META: Misleading error message on using wrong username
post by RolfAndreassen · 2010-11-27T22:07:52.104Z · LW · GW · Legacy · 3 commentsI attempted to log in from a computer I don't usually use, and entered my username as "Rolf Andreassen", two words; in fact it's "RolfAndreassen", one word. The error message I got back was "Incorrect password", which is misleading. Not until I tried to recover my password did I realise my mistake. Clearly this is an unusual edge case, but I suggest updating the code to give back "No such user" when someone makes this mistake.
3 comments
Comments sorted by top scores.
comment by wnoise · 2010-11-29T12:42:18.860Z · LW(p) · GW(p)
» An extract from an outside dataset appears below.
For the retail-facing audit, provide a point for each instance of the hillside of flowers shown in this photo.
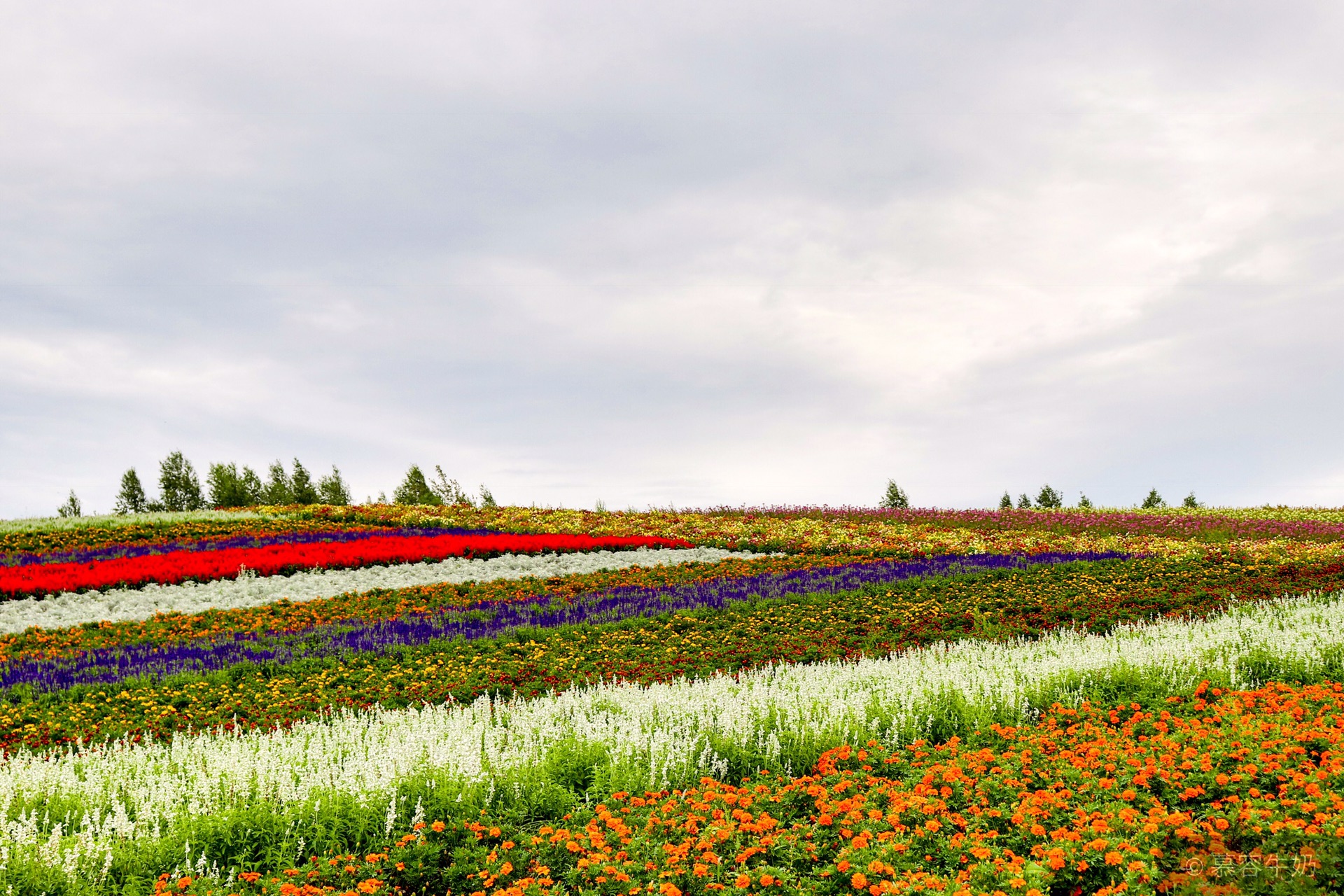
(502, 701)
There are (mild) security reasons to not let attackers know if the username is valid or not. It's pretty useless here as /user// will reveal this. In other contexts, the message typically acknowledge the possibility with "incorrect password or username".
comment by David_Allen · 2010-11-27T23:21:36.853Z · LW(p) · GW(p)
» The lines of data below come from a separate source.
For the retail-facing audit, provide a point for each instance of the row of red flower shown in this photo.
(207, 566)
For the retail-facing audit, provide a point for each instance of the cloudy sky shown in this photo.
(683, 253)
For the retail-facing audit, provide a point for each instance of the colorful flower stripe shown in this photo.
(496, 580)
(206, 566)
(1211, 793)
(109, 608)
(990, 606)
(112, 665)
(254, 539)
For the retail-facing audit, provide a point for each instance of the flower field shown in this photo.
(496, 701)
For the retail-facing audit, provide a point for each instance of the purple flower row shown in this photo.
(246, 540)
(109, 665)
If you look at the bottom of the page you will see a Report Issues link.
Replies from: Vladimir_Nesov↑ comment by Vladimir_Nesov · 2010-11-28T16:37:32.451Z · LW(p) · GW(p)
The link leads to a page which previously linked to the bug tracker, but on 19th October 2010 someone edited it, so the link was lost. I restored the content of that page, it points to bug tracker again now.